‘Grown-ish’ giving voice to new generation


The occasions of a television spinoff being as successful as the parent program is very rare. Example of spinoffs that have failed majorly includes “Joey,” “Sam & Cat,” and “Big Brothers: UK.” Yet, one program has managed to become more successful than its predecessor.

“Grown-ish” is born from “Black-ish” and follows the life of Zoey Johnson as she begins college at California Tech. “Grown-ish” uses its college background to discuss real issues young people face today like sexual assault, identity and sexuality, which brings a refreshing new voice to television.

One episode from the second season titled, “Messy,” sets the plot at a college party where a popular basketball player and a woman have sexual intercourse. The woman, excited about her experience, tells her friend about what happened which causes the story to get twisted into a sexual assault case and results in a new rule called “Excited Consent.”

Many people are disgusted by the rules and claim it will ruin the atmosphere of the college while others say it protects those most likely to be taken advantage of. Zoey and her friends have a real discussion about the issue, which helps to create more action and bridge gaps between those who misunderstand or need more knowledge.

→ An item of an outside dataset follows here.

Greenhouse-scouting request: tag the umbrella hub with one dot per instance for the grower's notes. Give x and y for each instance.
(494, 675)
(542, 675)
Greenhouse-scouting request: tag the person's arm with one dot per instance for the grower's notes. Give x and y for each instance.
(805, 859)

Knowledge is a major topic “Grown-ish” does not shy away from. Viewers learn much from Nomi and her own struggles with her sexuality and her identity.

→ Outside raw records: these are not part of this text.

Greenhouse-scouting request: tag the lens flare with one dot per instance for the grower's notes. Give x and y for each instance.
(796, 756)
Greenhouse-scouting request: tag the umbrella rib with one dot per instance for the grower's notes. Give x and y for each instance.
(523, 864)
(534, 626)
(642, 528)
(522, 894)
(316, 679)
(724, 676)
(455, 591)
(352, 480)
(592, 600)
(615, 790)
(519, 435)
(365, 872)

Through the first and second seasons, we see her develop from a confused woman who feels like she can not be real with her family to confidently declaring herself as bisexual to her parents. She comes to see herself as more than her sexuality but as a whole person. Under guidance and support from her friends and her professors, she has the freedom to explore herself and find the courage to stand up to her parents.

Empowerment also continues to be a theme in “Grown-ish”. One of the show’s characters, Jazz, is a woman who is stubborn, confident and sure of herself, yet one thing she should be able to control, she can’t. As an athlete and a woman, her body has become the property of her team and her society. She can not choose to do what she wants with it for fear of being ridiculed or losing her friends.

Jazz breaks through this restraint by choosing the way her image is displayed. Women and men alike feel the pressure to conform to what society thinks their bodies should be. By showing a person throwing off these bonds, others are encouraged to do the same.

“Grown-ish” is much more than a television program. It is the voice of a generation that deals with new struggles and feels the pressure to excel. “Grown-ish” is not a show made to appeal to the masses. Instead, it fights for the values of those who are struggling to find representations of themselves on TV and in real life.